Inference, Personalization and Diversity
When you receive a message, it’s used, together with the preceding conversation, to predict what your responses might be so we can show you the top few highest-probability candidates. Often, these suggestions have placeholders which are used to personalize the message; for example, the model might predict that “Thanks, RECIPIENT_FIRST_NAME” is a good response to “Just sent you the document”. These placeholders are replaced with the corresponding pieces of information, so (if you’re talking to Jane) what you ultimately see is “Thanks, Jane”.
One potential issue is that there are, for example, many ways to say “yes”: “yeah”, “yup”, “sure”, etc., and if “yeah” is predicted with high probability, “sure” tends to be as well. This creates a problem in the diversity of the smart replies we display; we’d prefer not to show you three different ways to say “yes” as this precludes us from also suggesting “maybe” or “no”, reducing the chance at least one of the options is a good suggestion for you. Instead, we use the aforementioned semantic groupings of the candidate replies to check if all the suggestions have the same meaning; if so, we enforce simple rules (like “no more than two suggestions should be from the same semantic group”) to ensure a more diverse final set of suggestions.
Text generation models are typically evaluated by comparing the generated text to one or more “reference” texts using a metric like BLEU or Word Error Rate, and we could potentially use these to evaluate the replies suggested by our models, too. However, these metrics tend not to work well on the kind of very short messages used for smart replies; if the actual reply made by a user was “yep” but we predicted “yes”, either metric would consider this as bad (or good) as predicting “no”, or “zebra”, or “antidisestablishmentarianism”. While there are more sophisticated metrics that avoid this problem somewhat by considering the synonimity of words, judging the equivalence of texts is a hard problem and the resulting scores still often do not reflect the real performance of the model as might be perceived by a human.

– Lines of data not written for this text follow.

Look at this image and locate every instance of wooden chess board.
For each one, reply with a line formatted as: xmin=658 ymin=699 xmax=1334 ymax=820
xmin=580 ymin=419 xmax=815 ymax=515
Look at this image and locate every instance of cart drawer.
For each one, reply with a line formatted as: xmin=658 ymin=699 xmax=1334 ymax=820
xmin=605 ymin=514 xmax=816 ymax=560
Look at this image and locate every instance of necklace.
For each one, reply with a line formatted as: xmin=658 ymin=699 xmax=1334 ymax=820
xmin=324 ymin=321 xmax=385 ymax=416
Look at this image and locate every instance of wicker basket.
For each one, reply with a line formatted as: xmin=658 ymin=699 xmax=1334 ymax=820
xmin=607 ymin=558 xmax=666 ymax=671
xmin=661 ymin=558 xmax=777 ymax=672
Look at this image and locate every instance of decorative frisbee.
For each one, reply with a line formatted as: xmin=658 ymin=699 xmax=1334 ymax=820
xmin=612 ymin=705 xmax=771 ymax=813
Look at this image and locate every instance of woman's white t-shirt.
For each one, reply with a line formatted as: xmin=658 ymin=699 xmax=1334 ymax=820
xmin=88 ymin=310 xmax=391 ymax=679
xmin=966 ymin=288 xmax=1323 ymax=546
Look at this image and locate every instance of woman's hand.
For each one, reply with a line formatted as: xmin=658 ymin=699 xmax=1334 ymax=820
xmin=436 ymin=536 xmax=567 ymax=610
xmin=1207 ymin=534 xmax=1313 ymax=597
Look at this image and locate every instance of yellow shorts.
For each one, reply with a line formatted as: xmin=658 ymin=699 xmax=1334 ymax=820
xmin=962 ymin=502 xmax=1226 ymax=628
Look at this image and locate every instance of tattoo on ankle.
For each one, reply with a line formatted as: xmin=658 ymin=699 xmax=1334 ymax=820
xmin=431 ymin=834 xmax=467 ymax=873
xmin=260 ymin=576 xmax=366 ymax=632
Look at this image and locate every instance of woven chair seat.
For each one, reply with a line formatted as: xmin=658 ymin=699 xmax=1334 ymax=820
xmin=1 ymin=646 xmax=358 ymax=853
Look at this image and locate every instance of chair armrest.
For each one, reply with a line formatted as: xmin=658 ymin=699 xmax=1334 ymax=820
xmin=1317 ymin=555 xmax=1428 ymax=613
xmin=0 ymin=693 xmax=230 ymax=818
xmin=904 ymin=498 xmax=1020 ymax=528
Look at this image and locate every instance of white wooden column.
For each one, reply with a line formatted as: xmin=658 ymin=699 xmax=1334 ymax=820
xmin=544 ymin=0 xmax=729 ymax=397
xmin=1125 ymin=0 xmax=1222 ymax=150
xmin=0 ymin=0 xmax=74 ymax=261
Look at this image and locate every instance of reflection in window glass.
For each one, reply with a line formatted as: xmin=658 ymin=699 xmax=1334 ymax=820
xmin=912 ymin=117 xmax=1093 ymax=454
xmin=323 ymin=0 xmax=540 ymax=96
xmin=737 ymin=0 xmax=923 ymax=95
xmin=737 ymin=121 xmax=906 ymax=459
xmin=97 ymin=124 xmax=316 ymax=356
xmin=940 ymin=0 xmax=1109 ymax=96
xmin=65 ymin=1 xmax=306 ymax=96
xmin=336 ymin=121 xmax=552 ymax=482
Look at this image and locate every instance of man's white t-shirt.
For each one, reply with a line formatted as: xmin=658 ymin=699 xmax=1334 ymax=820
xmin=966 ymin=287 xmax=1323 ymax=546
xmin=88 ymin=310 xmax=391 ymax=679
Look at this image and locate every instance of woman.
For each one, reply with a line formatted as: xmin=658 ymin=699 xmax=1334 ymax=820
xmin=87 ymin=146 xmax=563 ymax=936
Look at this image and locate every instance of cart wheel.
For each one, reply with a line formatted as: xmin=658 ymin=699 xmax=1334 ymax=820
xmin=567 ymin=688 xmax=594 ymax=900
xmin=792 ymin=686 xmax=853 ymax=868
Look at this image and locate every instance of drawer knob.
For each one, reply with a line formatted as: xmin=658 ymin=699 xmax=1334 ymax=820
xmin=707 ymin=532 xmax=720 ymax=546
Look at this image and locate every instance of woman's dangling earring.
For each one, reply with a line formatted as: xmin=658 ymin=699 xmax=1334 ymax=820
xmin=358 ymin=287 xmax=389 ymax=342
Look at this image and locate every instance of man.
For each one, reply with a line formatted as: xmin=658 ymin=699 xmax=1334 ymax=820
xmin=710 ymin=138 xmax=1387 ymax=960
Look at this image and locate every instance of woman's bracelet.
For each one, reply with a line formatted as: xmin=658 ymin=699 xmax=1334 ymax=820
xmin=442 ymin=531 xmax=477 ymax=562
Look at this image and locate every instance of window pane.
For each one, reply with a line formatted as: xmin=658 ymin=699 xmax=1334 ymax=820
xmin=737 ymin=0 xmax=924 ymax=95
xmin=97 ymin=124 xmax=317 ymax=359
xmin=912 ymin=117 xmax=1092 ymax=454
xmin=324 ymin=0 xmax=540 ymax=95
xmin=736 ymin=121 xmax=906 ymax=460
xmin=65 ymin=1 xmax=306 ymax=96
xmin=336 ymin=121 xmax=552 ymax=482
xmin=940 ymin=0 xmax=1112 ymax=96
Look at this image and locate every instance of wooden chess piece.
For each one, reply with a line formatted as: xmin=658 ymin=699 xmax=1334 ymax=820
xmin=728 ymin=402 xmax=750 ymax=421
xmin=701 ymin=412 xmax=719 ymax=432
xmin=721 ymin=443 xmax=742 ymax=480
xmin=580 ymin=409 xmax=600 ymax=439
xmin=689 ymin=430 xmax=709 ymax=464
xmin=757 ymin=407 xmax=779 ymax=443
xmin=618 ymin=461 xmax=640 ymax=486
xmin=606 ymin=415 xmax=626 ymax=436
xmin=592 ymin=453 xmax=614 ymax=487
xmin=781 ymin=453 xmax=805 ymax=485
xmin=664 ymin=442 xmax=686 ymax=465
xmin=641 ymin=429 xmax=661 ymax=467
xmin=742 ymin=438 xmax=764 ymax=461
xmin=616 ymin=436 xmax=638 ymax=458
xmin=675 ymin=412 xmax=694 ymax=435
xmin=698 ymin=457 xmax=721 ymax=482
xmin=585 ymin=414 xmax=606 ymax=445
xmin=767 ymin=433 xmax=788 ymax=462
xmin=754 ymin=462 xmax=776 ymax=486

Fortunately, because we know which semantic group each possible candidate reply belongs to, we have an even better (and much simpler) alternative: checking whether both the actual and predicted reply correspond to the same semantic group. So if the actual reply was “Certainly” and the model predicted “Sure”, we consider that correct because both replies have the same meaning, but a prediction of “Goodbye” would be wrong. While this does not capture the exact connotation (“yep” is less formal than “yes”), it nonetheless allows us to quantify the performance of the model in a way that is both robust and very comprehensible, e.g. “the percent of times when one of the top three suggestions had the correct meaning”. Such metrics are invaluable in both estimating the quality of the user experience and, especially, judging whether one model variant should be preferred to another.
Every week, massive numbers of messages are sent by our members. Every single one of these messages has the potential for the recipient to want to use a smart reply recommendation. This poses a very difficult problem of serving highly computationally intensive recommendations at the rapid rate that members demand them. At the same time, we need to ensure that the speed of the message delivery is unaffected by the recommendation engine.